Volume I, Issue 1 | Story Nine

Identical

They learned early that mirrors lie.

As children, everyone insisted that Anna and Mara were identical - same pale freckle under the left eye, same narrow wrists, same way of tilting their heads when listening. But Anna knew the truth in her bones: Mara breathed faster, laughed louder, wanted things harder. Anna was the quieter echo, the one who waited a half-second before speaking, as if checking whether the thought belonged to her or her sister.

At twenty-five, the differences had finally become undeniable. Cancer had made Mara's body honest in a way mirrors never were. Her hair thinned, her skin dulled, her movements slowed, and yet her presence filled rooms more than ever. Anna, healthy and intact, felt strangely translucent beside her, like the surviving half of a photograph that had been torn down the middle.
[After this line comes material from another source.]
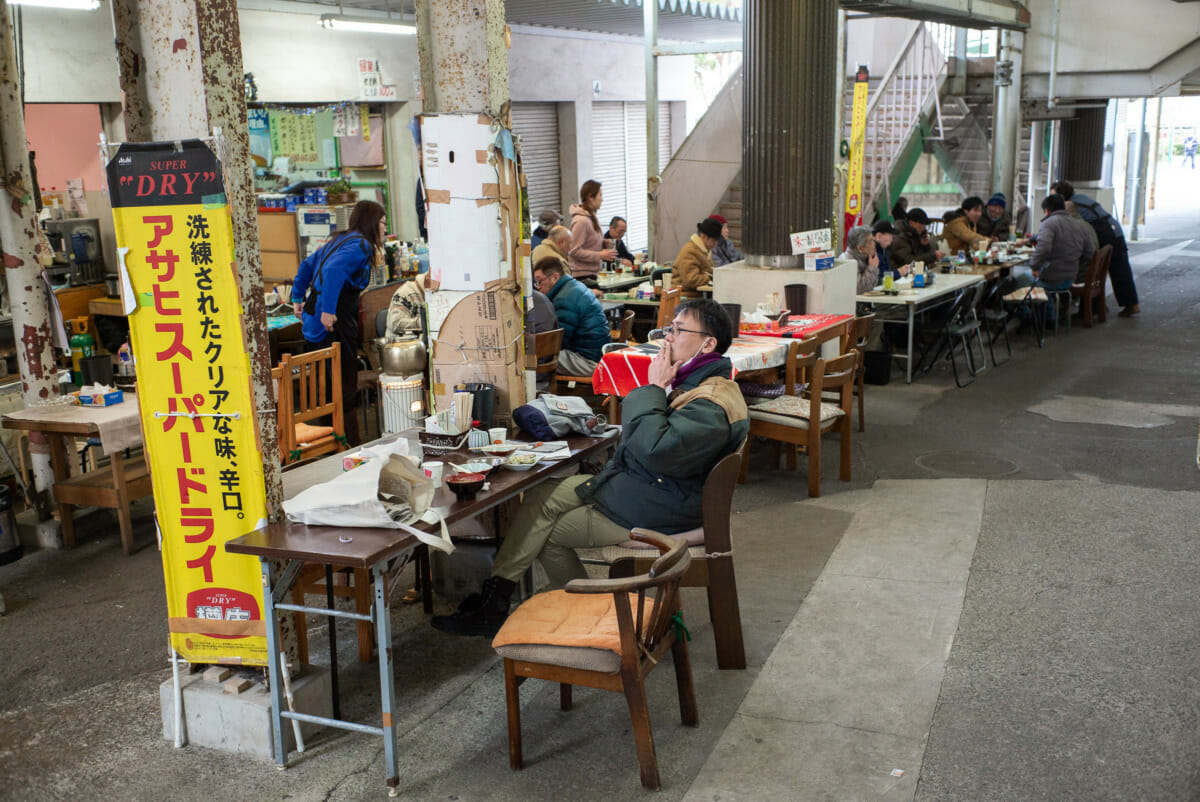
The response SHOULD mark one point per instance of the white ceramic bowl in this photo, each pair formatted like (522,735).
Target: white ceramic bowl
(522,461)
They shared an apartment again after the diagnosis, reverting to a childhood arrangement neither had named but both recognized. Anna learned the new rituals: counting pills, measuring pain in careful questions, pretending not to watch Mara's chest rise at night. She became fluent in the language of almost - almost hungry, almost tired, almost okay. Almost was the most dangerous word; it meant hope was trying to sneak back in.

Sometimes Mara would reach out and press her palm to Anna's chest, right over her heart. "Just checking," she'd say lightly.

"Checking what?"

"That it's still beating for both of us."

Anna never laughed at that. She didn't trust her voice.

What they never spoke about - what sat between them like a third twin - was the unfair arithmetic of it all. They had begun as one cell, split evenly, and yet fate had chosen only one body to betray itself. Anna carried guilt the way others carried handbags, always within reach, always too heavy. She felt it when she ate without nausea, when she ran without breathlessness, when she imagined a future that Mara could no longer claim.

Mara sensed this, of course. Twins always knew. One evening, as rain stitched the city together outside their window, Mara said, "You don't have to die with me."

"I'm not," Anna said quickly, then hated herself for how relieved she sounded.

"That's not what I mean." Mara turned her head, studying Anna's face as if committing it to memory. "You think surviving is a kind of theft."

Anna's eyes burned. "Isn't it?"

"No," Mara said. "It's a continuation. We didn't come from the same beginning so we could have the same ending."

The night Mara was admitted for the last time, Anna climbed into the narrow hospital bed beside her. They fit the way they always had, limbs folding together instinctively. Mara's voice was thin now, but steady.

"Promise me something," she whispered.

"Anything."

"Be whole," Mara said. "Not half of me. Not the part that lived. Just be whole."

Anna nodded into her sister's shoulder, memorizing the shape of her, the weight. When the morning came and Mara was gone, Anna felt the silence cleave her cleanly in two - and then, slowly, she stood.

For the first time in her life, she walked forward alone, carrying not an absence, but a doubling: her own heartbeat, and Mara's, echoing on inside her, insistent and alive.